きもだめし
木々に囲まれた小さな村に、そこににつかわしくないくらい大勢の人が集まっていた。
その村には、聖女と呼ばれる少女が暮らしている。その聖女に会いたいと、連日連夜いろんなやからがつめかけてくるのだ。そこには毎回長蛇の列が作られ、聖女に会えるのを今か今かと待ち望んでいた。だが今現在は、人は並んでいない。

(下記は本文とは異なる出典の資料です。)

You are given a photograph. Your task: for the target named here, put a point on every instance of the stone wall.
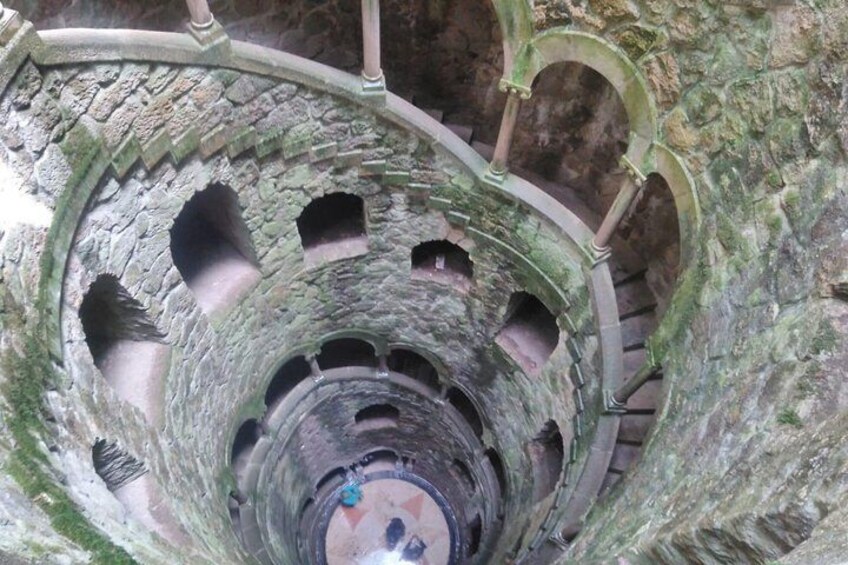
(753, 94)
(219, 365)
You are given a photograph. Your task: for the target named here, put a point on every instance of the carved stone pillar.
(372, 72)
(201, 16)
(630, 188)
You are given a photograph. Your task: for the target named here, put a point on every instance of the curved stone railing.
(80, 46)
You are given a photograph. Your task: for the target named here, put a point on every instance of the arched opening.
(460, 401)
(447, 57)
(570, 137)
(376, 416)
(211, 248)
(547, 454)
(346, 352)
(442, 261)
(530, 333)
(497, 467)
(156, 15)
(293, 372)
(115, 466)
(413, 366)
(652, 232)
(126, 346)
(246, 437)
(128, 480)
(333, 227)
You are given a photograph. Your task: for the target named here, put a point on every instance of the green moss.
(789, 417)
(728, 235)
(636, 40)
(775, 226)
(29, 373)
(80, 148)
(825, 340)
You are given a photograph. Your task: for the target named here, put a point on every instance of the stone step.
(622, 276)
(645, 400)
(434, 113)
(623, 456)
(634, 297)
(634, 428)
(465, 133)
(633, 360)
(636, 329)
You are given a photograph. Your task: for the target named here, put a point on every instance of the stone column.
(630, 188)
(498, 166)
(201, 17)
(372, 72)
(634, 383)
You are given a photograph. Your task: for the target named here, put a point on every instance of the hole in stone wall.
(449, 55)
(285, 379)
(442, 261)
(460, 401)
(530, 333)
(246, 437)
(333, 227)
(571, 136)
(413, 366)
(652, 232)
(346, 352)
(475, 532)
(547, 454)
(497, 466)
(461, 471)
(377, 416)
(115, 466)
(125, 344)
(211, 248)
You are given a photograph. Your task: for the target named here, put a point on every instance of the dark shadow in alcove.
(211, 248)
(530, 333)
(380, 460)
(292, 373)
(442, 261)
(413, 366)
(376, 416)
(547, 454)
(246, 437)
(115, 466)
(333, 227)
(571, 136)
(652, 235)
(110, 315)
(126, 346)
(475, 533)
(497, 466)
(346, 352)
(462, 472)
(460, 401)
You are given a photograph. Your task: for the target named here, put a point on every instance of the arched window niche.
(530, 333)
(332, 227)
(443, 262)
(212, 250)
(126, 346)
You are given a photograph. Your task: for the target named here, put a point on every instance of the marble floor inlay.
(396, 522)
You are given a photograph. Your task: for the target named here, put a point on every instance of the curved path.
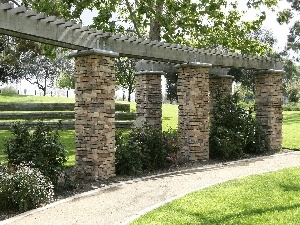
(121, 203)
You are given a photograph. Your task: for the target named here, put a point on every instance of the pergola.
(199, 75)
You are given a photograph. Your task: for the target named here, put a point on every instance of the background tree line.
(214, 24)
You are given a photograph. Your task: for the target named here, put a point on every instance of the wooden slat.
(65, 125)
(55, 115)
(50, 107)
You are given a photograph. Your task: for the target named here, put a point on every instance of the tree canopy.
(201, 24)
(285, 16)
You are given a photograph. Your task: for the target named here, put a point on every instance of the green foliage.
(66, 81)
(144, 149)
(172, 21)
(171, 79)
(125, 74)
(292, 106)
(9, 91)
(285, 16)
(234, 131)
(23, 187)
(293, 90)
(40, 146)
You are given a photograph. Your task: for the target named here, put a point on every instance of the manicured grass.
(291, 123)
(30, 98)
(272, 198)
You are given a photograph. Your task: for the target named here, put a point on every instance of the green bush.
(144, 149)
(292, 106)
(23, 187)
(40, 146)
(234, 131)
(9, 91)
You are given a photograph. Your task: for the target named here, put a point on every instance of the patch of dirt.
(69, 186)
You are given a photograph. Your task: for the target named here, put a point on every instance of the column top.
(271, 71)
(215, 76)
(146, 72)
(94, 52)
(193, 64)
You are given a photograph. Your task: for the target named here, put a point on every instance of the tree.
(293, 39)
(66, 78)
(171, 79)
(291, 80)
(125, 75)
(202, 24)
(293, 89)
(40, 71)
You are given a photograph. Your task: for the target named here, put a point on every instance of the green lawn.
(30, 98)
(291, 123)
(272, 198)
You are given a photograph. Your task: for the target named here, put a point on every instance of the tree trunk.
(155, 27)
(129, 92)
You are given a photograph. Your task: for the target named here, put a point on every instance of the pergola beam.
(51, 30)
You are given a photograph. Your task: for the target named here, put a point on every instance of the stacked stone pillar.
(95, 113)
(148, 98)
(193, 109)
(219, 83)
(268, 105)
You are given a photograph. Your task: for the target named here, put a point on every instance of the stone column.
(193, 120)
(148, 98)
(268, 105)
(95, 113)
(222, 83)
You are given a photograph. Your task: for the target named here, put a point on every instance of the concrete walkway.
(121, 203)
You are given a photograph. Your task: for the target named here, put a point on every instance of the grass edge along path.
(270, 198)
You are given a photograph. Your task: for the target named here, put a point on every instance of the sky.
(280, 32)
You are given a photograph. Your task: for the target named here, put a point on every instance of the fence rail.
(63, 112)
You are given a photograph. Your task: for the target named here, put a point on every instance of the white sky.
(280, 32)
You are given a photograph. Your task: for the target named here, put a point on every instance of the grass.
(291, 123)
(29, 98)
(272, 198)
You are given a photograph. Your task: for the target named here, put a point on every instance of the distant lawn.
(291, 123)
(271, 199)
(31, 98)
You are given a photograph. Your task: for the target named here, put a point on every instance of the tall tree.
(293, 39)
(40, 70)
(125, 75)
(202, 24)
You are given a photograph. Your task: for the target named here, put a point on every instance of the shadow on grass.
(12, 95)
(248, 213)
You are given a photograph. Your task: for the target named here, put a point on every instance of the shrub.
(40, 146)
(234, 131)
(143, 149)
(23, 188)
(9, 91)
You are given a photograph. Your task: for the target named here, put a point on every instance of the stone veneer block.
(268, 105)
(222, 83)
(193, 109)
(148, 98)
(95, 114)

受付時間が終わったのか、なごやかな話し声が聞こえてきた。
「アメル、お疲れ様」
「ううん、みんなが手伝ってくれたから」
話し声の主は、聖女ことアメルとその仲間達だ。
「けっ・・・、何もしてねぇ奴もいるけどな」
「おい、リューグ!!」
いつになく不機嫌そうなリューグを、いつも通りにロッカがとめに入る。
それが気に食わないのか、リューグはキッと鋭い眼光を向けた。
「うるせぇ!!いつもいつも真面目面しやがって」
「なっ!?お前はいつもそうやって・・・っ」
売り言葉に買い言葉。
いつも通りに喧嘩が始まってしまった2人を、周りは呆れたように見遣っていた。
「はぁ・・・、リューグ達もこりないよな」
「まったくだな」
「まぁ、てきとうにやらせときなよ」
暫く止めることも、口をはさむこともせずに見守っていると、唐突にアメルが口を開く。
これも、いつも通りのパターンである。
「ねぇ、みんな。肝試しをしませんか?」
その台詞に、その場にいた全員がいっせいにアメルに注目した。
もちろん、ケンカをしていたあの2人も。
「なんだって、アメル?」
そんな中、一番最初に口を開いたのはマグナだった。
「だから、みんなで肝試しをやりたいなって」
「なんでまた、いきなり?」
「私、噂で聞いたんですけど、あの森って出るらしいんです」
「へっ?」
アメルの「出る」という言葉に、顔を引きつらせた者が数人、心をときめかせた者が数人。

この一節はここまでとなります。